Table 5: Examples of responses generated by different models given the multi-turn dialogue contexts

Table 5 presents the examples of 1-turn response and 2-turns dialogue generated by different models, given the multi-turn contexts between two speakers as inputs. “Human” lists the reference response in the dataset of the given context. We can see that Case 1 is an interview between an interviewer and a candidate. Our model captures that this is a job interview and produces a question matching the interview situation. In contrast, the responses generated by the baseline models are generic and irrelevant. In Case 2, our model captures the emotion information that speaker A likes the magazine, giving a more specific and informative response, and generates two consecutive turns matching different speakers’ roles, while the results generated by baselines are universal and monotone. It can be found that our model generates obviously better responses with more specific details and higher diversity. Moreover, it also shows that our results are more relevant to the dialogue scenario.

6 Conclusion

In this paper, we investigate the low diversity issue in dialogue generation task.
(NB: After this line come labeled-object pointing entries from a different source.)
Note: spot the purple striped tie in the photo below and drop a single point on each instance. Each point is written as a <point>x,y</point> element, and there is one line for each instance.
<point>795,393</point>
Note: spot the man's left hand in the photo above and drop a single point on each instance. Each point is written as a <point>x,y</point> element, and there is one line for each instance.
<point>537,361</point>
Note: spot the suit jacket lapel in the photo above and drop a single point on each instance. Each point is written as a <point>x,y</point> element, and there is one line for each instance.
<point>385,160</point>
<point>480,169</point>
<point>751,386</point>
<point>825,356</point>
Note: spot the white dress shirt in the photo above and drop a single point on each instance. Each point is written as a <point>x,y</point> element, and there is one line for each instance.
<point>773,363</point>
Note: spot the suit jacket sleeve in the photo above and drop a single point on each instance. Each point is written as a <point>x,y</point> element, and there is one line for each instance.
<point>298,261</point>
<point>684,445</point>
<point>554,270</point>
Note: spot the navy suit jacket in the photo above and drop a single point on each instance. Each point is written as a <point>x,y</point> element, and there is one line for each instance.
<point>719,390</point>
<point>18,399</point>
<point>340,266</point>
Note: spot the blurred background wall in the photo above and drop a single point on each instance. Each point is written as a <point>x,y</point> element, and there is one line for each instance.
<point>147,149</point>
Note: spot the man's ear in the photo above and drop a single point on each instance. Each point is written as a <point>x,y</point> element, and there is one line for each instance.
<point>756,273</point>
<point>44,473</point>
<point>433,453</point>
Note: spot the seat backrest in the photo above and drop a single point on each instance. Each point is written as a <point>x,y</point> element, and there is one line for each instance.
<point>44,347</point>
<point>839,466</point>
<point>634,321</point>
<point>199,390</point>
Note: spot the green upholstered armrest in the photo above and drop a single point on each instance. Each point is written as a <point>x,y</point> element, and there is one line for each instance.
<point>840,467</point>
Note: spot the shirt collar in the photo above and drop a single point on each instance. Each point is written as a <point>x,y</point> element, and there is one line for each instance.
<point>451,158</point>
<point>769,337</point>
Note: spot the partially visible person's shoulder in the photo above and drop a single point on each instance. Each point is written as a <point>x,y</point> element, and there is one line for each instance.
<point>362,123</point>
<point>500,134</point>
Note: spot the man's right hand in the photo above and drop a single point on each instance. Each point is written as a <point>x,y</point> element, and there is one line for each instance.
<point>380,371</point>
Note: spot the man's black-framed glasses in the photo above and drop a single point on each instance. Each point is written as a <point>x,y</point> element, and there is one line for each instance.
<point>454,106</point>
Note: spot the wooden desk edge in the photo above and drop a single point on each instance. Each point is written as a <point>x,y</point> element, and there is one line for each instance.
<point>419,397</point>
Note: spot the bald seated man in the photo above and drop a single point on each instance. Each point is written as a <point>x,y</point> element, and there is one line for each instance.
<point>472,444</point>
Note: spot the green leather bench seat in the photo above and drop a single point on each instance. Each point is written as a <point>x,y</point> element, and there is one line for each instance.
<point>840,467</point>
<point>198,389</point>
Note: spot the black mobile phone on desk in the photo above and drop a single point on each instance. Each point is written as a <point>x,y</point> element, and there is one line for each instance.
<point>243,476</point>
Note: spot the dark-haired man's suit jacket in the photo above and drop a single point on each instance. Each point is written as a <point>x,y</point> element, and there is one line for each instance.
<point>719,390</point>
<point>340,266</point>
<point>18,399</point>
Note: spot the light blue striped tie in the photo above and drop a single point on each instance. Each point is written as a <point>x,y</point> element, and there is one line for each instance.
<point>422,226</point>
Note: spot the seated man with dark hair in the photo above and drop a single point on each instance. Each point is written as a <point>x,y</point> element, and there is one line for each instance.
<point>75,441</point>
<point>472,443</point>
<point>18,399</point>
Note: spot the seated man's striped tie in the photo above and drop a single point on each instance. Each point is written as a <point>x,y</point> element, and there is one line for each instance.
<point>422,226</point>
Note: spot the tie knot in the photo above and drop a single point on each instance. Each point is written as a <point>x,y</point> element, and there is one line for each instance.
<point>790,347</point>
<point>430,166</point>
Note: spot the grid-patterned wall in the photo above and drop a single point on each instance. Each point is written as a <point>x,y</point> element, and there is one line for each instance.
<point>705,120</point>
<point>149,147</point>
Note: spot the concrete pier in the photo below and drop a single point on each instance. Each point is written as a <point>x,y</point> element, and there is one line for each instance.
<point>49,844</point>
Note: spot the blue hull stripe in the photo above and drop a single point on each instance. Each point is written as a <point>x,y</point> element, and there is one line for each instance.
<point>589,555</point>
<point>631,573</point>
We propose a Holistic Semantic Constraint Joint Network to introduce future information into the decoding stage. In addition, we devise a maximum entropy regularizer into our loss function to penalize the over-estimation of high frequency words. In this way, the model can see the entire target sequence and consider all the words in the vocabulary in the learning process. It is worth mentioning that our model introduces the language information in the target sequences from the Seq2Seq model itself for diverse response generation, which does not depend on any external information and variables, also beneficial to capture holistic dialogue semantics to promote relevance. Moreover, our joint learning framework can be generalized to any end-to-end model. Extensive experiments show that our model produces more informative and relevant responses than several competitive baselines.